The influence of scaffolds geometry on bioactivity properties was evaluated as well. On both lattice and trabecular scaffolds, the formation of an apatite layer was evident (Figure 10) but some differences can be recognized as well. In particular, in the case of lattice scaffolds (Figure 10a–c) apatite was formed in a uniform and continuous way inside the struts of the scaffold but to a lesser extent on the lateral surfaces. On the contrary, in the case of trabecular scaffold (Figure 10d–f) the apatite layer was formed on all the surfaces. In this case, the presence of convex surfaces and a more complex geometry led to a higher degree of covering. As a possible explanation for lattice scaffolds, since the test was carried out in SBF static conditions, ions could only be driven to move by ion concentration gradient. Therefore, Ca²⁺ and HPO₄²⁻ ions released from the coating cannot be easily dispersed, resulting in a local relatively higher concentration inside lattice pores compared to the surface.

4. Conclusions

In this work, the feasibility of fabricating multi-functional scaffolds, characterized by both high-mechanical properties and high bioactivity is fully demonstrated.

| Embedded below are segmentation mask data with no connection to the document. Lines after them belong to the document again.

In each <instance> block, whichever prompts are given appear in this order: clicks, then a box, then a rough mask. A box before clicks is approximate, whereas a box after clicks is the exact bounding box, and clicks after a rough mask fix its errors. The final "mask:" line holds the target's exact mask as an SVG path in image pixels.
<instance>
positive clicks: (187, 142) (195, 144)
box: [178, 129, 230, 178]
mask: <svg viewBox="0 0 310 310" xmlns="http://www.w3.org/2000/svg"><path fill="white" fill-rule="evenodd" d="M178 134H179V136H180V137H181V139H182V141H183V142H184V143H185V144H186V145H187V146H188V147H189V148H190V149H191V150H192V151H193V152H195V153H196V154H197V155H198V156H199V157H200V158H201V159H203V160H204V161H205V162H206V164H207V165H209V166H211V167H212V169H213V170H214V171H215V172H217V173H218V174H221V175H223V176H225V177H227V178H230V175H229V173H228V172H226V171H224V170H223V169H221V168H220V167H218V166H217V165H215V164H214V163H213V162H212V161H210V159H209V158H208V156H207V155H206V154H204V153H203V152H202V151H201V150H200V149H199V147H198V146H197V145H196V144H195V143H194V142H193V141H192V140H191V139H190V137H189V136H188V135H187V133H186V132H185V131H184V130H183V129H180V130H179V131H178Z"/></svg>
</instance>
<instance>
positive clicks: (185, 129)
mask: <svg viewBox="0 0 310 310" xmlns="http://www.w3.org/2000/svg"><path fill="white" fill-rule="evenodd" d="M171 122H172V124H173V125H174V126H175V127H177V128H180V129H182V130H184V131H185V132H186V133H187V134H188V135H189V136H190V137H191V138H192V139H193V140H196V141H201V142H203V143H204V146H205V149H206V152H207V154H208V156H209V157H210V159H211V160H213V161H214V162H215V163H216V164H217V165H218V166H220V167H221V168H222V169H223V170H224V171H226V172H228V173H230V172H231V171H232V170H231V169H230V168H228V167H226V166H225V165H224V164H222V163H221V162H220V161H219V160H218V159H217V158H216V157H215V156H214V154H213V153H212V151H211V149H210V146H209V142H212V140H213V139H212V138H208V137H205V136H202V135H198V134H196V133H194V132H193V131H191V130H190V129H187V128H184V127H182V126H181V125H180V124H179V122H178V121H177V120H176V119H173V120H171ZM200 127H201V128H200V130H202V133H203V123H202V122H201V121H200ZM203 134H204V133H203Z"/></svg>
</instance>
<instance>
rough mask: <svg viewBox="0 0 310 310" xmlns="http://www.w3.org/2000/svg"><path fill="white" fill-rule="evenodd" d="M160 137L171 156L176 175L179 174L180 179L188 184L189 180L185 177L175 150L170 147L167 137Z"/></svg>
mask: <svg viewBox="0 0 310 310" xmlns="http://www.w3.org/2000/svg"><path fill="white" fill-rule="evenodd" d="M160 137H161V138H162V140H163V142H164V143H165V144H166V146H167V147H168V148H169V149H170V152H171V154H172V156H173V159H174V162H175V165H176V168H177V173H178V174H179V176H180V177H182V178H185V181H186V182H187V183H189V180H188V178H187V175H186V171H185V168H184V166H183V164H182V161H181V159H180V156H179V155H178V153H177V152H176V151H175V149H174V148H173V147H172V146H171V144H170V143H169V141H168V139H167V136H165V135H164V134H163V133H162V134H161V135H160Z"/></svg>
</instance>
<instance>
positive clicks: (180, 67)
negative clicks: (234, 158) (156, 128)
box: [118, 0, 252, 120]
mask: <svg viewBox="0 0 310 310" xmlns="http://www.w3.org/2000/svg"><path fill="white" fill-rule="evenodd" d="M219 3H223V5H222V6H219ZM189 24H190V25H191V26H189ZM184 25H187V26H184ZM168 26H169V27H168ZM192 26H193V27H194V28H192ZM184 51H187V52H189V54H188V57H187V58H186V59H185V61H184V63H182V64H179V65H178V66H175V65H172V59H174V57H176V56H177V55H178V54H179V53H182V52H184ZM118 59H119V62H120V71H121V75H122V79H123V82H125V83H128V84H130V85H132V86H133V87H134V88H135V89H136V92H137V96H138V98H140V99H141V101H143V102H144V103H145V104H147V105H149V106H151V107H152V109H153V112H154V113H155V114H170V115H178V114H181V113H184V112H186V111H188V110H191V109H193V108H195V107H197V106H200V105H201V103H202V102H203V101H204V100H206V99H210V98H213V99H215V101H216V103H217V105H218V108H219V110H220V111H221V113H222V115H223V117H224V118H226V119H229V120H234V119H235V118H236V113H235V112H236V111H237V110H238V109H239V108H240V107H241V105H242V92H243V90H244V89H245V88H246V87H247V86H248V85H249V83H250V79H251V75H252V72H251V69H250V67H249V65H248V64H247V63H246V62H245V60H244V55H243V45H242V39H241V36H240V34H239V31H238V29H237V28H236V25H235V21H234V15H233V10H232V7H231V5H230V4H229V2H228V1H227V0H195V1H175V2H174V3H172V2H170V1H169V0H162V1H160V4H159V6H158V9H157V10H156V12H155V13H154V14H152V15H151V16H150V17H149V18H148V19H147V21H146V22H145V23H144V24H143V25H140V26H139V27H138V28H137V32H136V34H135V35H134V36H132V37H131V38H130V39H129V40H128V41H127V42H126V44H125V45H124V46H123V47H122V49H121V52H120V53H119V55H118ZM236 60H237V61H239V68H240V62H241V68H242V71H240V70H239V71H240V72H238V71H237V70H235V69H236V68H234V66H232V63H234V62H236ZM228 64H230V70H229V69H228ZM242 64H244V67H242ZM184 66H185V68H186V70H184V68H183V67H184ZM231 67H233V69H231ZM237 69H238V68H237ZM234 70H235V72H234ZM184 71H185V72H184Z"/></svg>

Zirconia scaffolds were fabricated by digital light processing (DLP): besides simple lattice shapes (at different infill amount), trabecular structures were fabricated as well in order to fully exploit the potential of DLP to shape ceramics into complex geometry and to better mimic the bone structure. Samples were sintered at 1400 °C/1 h and subjected to compressive strength tests, which decreased by increasing the scaffolds porosity, and provided values covering those of both cortical and cancellous bone. Thus, the advantage of DLP in the fabrication of tunable structures on the grounds of their desired properties is well demonstrated.

Scaffolds sintered at 1400 °C were characterized by a tiny residual porosity to promote the subsequent adhesion of the coating. Scaffolds were in fact coated by a calcium-deficient hydroxyapatite (HA) layer and submitted to a calcination treatment at 1300 °C/1 h, during which the adhesion of the layer was accomplished, besides the decomposition of HA into β-TCP, characterized by more pronounced biological behavior. Therefore, the final structure successfully joined high compressive strength with high bioactivity, as demonstrated by immersion tests in simulated body fluid.